The purchase agreement is a collection of terms and conditions, and so does not provide a narrative description of the deal, which can be useful after the deal has closed, in case the parties argue over the intent behind certain aspects of the transaction. To avoid this problem, write a closing memorandum immediately after the purchase agreement has been finalized, and include it in the front of the purchase agreement binder. The closing memorandum should describe the background and substance of the transaction, and any unusual issues that arose. This is written by the buyer’s attorneys, and so views the transaction from the buyer’s perspective. A synopsis of a closing memorandum follows:
This memorandum summarizes information relating to the closing of the acquisition of Seller by Buyer.
- Background: An earlier version of this transaction was planned for closing on [date]. However, the majority holder of the Seller’s convertible preferred stock, Mr. Smith, objected to the proposed conversion ratio for his stock into that of the Buyer’s common stock. The parties later negotiated a revised conversion ratio, resulting in a term sheet dated ____, which provided a basis for an agreement with the Buyer. The term sheet is an attachment to this memorandum, although it was not technically a closing document. Given the difficulty of dealing with Mr. Smith, the term sheet may provide a useful point of reference in the event of future problems.
- Timing of Closing: The final closing documents were executed on March __, ____ while the articles of merger were actually recorded a day later. Under our closing provisions, we will take the position that all of the merger transactions occurred simultaneously. Documents were exchanged by fax and overnight delivery service.

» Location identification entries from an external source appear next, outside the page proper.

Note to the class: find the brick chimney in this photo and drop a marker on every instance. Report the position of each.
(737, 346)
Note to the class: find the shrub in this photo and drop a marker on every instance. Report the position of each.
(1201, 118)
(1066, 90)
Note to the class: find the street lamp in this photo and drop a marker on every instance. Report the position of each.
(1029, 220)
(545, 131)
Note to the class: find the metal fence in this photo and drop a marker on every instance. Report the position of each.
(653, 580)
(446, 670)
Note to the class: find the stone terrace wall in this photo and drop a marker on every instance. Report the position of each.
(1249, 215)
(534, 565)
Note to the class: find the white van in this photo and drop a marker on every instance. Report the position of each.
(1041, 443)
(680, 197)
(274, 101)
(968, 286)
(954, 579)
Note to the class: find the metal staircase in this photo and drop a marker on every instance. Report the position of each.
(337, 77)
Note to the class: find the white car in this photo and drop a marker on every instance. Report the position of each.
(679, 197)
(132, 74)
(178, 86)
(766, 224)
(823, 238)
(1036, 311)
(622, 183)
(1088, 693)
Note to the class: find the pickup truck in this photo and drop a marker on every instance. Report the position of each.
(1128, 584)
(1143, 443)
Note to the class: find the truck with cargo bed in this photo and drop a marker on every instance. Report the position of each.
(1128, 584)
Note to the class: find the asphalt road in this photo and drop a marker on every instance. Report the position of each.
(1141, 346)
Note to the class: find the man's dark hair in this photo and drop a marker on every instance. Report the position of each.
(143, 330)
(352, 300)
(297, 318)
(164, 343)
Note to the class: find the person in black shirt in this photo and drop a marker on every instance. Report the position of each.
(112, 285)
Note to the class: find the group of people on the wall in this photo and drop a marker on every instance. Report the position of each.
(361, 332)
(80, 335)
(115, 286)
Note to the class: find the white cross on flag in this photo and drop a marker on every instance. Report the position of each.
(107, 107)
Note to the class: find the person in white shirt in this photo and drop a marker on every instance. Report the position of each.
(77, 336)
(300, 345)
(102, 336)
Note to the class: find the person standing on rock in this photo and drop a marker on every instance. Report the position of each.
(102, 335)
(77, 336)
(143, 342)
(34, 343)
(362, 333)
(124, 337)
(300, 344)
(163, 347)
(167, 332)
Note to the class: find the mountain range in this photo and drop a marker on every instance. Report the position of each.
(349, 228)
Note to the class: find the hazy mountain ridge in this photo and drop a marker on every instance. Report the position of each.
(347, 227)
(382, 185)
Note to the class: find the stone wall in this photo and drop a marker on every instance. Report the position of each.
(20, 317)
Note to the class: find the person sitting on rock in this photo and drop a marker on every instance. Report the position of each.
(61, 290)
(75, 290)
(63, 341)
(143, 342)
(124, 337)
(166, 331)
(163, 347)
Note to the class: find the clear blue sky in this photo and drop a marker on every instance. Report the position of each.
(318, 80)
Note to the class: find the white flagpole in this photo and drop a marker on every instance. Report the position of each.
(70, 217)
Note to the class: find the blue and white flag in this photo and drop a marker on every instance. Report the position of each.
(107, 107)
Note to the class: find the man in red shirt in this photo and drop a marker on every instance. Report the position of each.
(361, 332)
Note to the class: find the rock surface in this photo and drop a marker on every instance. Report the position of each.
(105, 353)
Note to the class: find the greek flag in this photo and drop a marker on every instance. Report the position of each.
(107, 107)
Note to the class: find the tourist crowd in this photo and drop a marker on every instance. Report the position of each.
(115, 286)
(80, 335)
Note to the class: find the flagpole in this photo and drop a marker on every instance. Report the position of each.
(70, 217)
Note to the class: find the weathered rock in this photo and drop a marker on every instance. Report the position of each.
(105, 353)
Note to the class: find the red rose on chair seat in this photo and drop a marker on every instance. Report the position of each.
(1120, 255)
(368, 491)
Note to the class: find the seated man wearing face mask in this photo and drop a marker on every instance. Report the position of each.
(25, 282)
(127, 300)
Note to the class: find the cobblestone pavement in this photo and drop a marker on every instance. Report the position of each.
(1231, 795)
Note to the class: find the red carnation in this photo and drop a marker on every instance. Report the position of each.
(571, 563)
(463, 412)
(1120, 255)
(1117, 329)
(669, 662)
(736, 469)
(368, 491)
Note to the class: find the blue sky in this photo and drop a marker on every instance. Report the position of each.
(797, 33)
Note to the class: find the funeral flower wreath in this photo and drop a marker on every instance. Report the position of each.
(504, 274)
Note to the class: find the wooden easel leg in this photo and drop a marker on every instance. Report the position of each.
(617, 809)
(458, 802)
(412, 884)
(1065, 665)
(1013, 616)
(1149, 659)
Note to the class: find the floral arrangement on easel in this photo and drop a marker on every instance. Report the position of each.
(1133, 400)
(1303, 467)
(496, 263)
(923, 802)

- Structure: The transaction was structured as a reverse triangular merger in order to achieve tax deferred status for the Seller. Accordingly, 100% of the payment to the Seller was in the form of the Buyer’s stock. This was accompanied by a one-year lockup agreement. The parties agreed that a registration rights agreement was not needed, since the seller’s shareholders could register their stock under the SEC’s Rule 144. The conversion ratio of Seller stock to Buyer stock was set at 0.5532941. Given the high level of the Buyer’s stock price fluctuation at the time of the transaction, the parties also agreed to a true-up transaction, whereby the Buyer would issue additional shares to the Seller’s shareholders after six months, if the Buyer’s stock price had declined by more than 10 percent.
- Options: A complicating factor was the existence of a large number of Seller options. The parties agreed to convert the Seller options into an equivalent number of buyer options, using a conversion ratio of 2:1 (Seller options to Buyer options). Thus, one Buyer option was issued in exchange for the cancellation of two Seller options. The exercise price for each converted option was set at the current fair market value of the Buyer’s stock, which was $4.50. Because the new options were issued at fair market value, they should qualify as incentive stock options.
- Due Diligence: The Buyer’s due diligence team reviewed the Seller’s materials on-site during [date range]. One problem area was the need for a bank consent on the Buyer’s line of credit, which was paid off following the transaction.
- Employment Arrangements: All Seller employees were required to sign an offer letter from the Buyer. Principal employees of the Seller were required to enter a non-competition and confidentiality agreement with the Buyer, while other Seller employees only signed a confidentiality agreement.
- Indemnification: The indemnification provisions in the agreement are somewhat weak and were the subject of extended negotiations on both sides. There were arguments about escrowing some of the stock, which were rejected. All Seller stockholders indemnified the Buyer for fraud.